Entonces, gentiles críticos, me harían inclinar, no ante el culpable, ¡sólo ante la culpa! Dejar al ofensor y condenar el delito, ¡y hacer la vida miserable para fingir! “Azota el vicio y la locura, eso es el uso de la sátira, pero no sean personales, porque eso es abuso, ni jamás olviden lo que, como una navaja dispuesta, hiere con un toque que no es sentido ni visto”.
Bueno, amigos, me aventuro, destituido de temor, a pensar que aquella navaja no es sino una sierra, una vieja sierra, un poco oxidada, y una herida, estoy seguro, que no se sintió, ni vio, bien puede durar. ¡Vayan, vayan!

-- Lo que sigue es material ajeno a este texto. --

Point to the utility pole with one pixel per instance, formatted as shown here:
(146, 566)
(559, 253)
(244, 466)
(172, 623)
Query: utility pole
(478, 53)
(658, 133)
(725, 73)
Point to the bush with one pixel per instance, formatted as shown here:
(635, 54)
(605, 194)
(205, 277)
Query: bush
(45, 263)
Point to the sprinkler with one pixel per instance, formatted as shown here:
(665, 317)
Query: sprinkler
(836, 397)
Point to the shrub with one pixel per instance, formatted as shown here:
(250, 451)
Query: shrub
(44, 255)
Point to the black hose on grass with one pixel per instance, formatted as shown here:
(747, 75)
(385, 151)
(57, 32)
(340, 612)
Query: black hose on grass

Están tan desajustados para aconsejar a los escritores cómo escribir. Encuentro en la locura y el vicio una falta de cabeza para golpear, y para el látigo no hay espalda, mientras Pixley tiene un poder que es fácil de golpear, y aunque el buen diácono Fitch (¡un hurón por suerte!) no tiene nada, aún, a menos que vaya enteramente libre, Dios le dio un callo, un tacón para mí. El, también, pone su rostro (así como un pedernal el asombro crece de que Pickering no se despelleje) con fría austeridad, contra aquellas guerras a bribones, ¡es la bribonería lo que él aborrece!

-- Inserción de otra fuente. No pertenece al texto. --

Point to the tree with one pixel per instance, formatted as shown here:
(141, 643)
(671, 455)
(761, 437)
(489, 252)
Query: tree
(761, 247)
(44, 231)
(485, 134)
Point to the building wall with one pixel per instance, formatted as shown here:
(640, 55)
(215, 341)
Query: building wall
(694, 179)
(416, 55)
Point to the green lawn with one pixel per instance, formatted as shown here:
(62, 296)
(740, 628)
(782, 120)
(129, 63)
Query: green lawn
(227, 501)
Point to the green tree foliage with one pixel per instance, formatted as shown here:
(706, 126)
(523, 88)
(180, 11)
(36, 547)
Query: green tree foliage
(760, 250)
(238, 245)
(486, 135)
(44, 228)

Contemplo avance en dignidad y estado, grave, cómodo, sereno, indudablemente grandioso, ¡Stanford, filántropo! Una mano concede en limosnas lo que para otra debe la justicia. La bribonería lo asiste como una sombra, pero cierra, sin heridas, sobre mi espada desconcertada, sus miembros intactos, el espíritu imperturbable. ¡Fe! Yo puede estar hecho para sentir algo si, como Pelides, sólo en el talón. El alma del tipo invita al asalto, ¡cada uno de sus crímenes lo cargará veinte mil veces!

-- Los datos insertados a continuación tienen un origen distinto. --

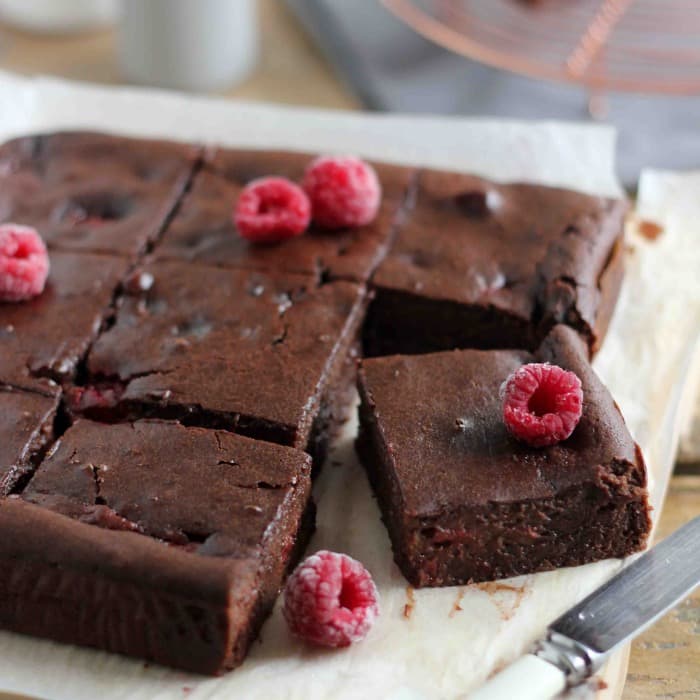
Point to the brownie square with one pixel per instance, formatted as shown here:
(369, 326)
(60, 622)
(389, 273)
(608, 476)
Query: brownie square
(93, 192)
(464, 501)
(26, 430)
(484, 265)
(43, 340)
(266, 355)
(203, 228)
(154, 540)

Luego el credo Haymond, pero la lista es larga de nombres para señalar la moraleja de mi canción. Bandidos, locos, impostores, sicofantes, ellos se levantan, ellos envilecen la tierra y horrorizan los cielos con el señor Huntington (el único hombre honesto del hedor de aquel clan malicioso) ¡denunciando el robo tan duro como jamás lo han de hacer!